Using logging module from signal handler can wedge process

Bug #1029727 reported by Adam Gandelman
6
This bug affects 1 person
Affects Status Importance Assigned to Milestone
Glance
Fix Released
Low
Mark Washenberger
Grizzly
Fix Released
Low
Mark Washenberger
OpenStack Compute (nova)
Fix Released
Low
Johannes Erdfelt

Bug Description

Running into an issue with nova-api which may be threading related. Having lots of fun trying to reproduce and debug, but not having much luck yet. Filing here to track my progress and hopefully solicit input from others.

First some background... We're triggering multi-node test deployments for upstream commits using Juju + MAAS. The process of deploying services with Juju is very much event driven. A service is deployed, and relations are added to other services. Each new relation added fires a number of hook scripts on the machine that do various bits of configuration. For most of the nova components, this involves making a few modifications to nova.conf or paste config and restarting the running services (using upstart).

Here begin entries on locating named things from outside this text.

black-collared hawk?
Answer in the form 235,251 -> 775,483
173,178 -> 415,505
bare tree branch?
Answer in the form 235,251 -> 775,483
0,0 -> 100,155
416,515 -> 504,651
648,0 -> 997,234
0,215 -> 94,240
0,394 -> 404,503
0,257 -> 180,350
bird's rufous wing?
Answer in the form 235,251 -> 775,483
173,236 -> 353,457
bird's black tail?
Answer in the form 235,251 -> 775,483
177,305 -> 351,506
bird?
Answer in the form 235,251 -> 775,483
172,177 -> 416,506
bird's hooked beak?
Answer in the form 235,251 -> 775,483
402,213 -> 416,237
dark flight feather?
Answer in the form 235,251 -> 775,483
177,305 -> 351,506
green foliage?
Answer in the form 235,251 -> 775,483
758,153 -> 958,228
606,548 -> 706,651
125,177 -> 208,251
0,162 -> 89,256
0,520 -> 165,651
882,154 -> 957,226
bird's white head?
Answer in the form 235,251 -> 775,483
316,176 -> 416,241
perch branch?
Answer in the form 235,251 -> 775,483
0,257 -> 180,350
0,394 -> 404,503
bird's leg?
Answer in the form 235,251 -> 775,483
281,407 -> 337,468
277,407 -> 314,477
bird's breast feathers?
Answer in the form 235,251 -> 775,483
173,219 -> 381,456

In the case of nova-api, the service is deployed to an empty machine, the packages install and the services are stopped. Then a number of relations are added to the other services in the environment (keystone, rabbit, mysql, glance, etc). The nova-api configuration flow usually looks something like:

deploy -> install nova-api, stop service
mysql relation added -> set sql_connection, restart nova-api
rabbit realtion added -> update nova.conf's rabbit settings , restart nova-api
keystone relation added -> update paste.ini with credentials, restart nova-api
etc, etc, etc

This all happens in rapid succession. The hooks themselves are not executed concurrently, but since nova doesn't fork and upstart launches it in foreground, service restarts are basically asynchronous. Depending on how quickly the hooks fire off, the service may be stopped and started (restarted) while the previous process is still going through its initialization. So, its likely that every time the service is restarted, its in a different stage of init, with different configuration.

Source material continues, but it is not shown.